In 2017, the Isles of Scilly IFCA led a research project in collaboration with Cornwall IFCA, Devon and Severn IFCA and CEFAS to model the dispersal of spiny lobster larvae. This species was caught throughout the south west until the collapse of stocks as fishing intensified through the 1980’s and early 1990’s. One of the only areas where this species is still regularly caught is the Isles of Scilly.

Spiny lobster is a priority species for conservation, and we need to ensure that we understand as much as we can about its natural history. The species is known for its long larval life span which can last between 5 and 12 months where they are carried by the ocean currents as plankton before they settle out on reefs and metamorphosing into juveniles.

CEFAS used a computer model which simulated the movement of the crawfish plankton around the English Channel and Celtic Sea. The model shows how our existing populations are very unlikely to be ‘self-seeding’ and would rely on recruitment from elsewhere.

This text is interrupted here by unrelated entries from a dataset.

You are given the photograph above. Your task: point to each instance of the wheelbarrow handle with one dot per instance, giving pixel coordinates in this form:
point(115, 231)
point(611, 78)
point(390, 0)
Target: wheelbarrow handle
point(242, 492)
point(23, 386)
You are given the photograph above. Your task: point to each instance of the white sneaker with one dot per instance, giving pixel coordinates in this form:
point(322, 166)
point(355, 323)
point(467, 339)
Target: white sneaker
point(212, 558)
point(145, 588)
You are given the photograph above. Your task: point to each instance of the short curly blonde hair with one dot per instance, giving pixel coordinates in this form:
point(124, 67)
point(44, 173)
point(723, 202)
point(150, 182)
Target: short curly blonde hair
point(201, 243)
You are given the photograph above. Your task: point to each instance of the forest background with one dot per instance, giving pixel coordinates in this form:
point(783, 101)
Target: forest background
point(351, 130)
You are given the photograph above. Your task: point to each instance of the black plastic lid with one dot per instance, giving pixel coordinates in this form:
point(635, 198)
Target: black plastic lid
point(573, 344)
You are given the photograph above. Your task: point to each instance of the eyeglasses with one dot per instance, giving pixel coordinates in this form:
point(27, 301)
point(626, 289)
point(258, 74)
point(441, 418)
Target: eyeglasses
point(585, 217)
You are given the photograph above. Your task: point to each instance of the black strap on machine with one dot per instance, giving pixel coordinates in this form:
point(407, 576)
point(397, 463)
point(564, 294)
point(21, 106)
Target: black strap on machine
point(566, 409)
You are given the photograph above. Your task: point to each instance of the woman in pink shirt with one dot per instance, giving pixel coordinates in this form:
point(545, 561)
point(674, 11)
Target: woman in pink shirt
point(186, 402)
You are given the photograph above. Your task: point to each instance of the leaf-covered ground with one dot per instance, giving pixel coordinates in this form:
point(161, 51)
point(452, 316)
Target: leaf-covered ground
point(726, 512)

The Isles of Scilly for example would be reliant on recruitment from crawfish larvae from the northern coast of Spain and western coast of France. In turn, larvae produced here are carried to the southern coast of Ireland and west Wales. The research highlights the importance of planning networks of protected areas and managing fisheries on a regional scale that takes into account their whole life-cycle.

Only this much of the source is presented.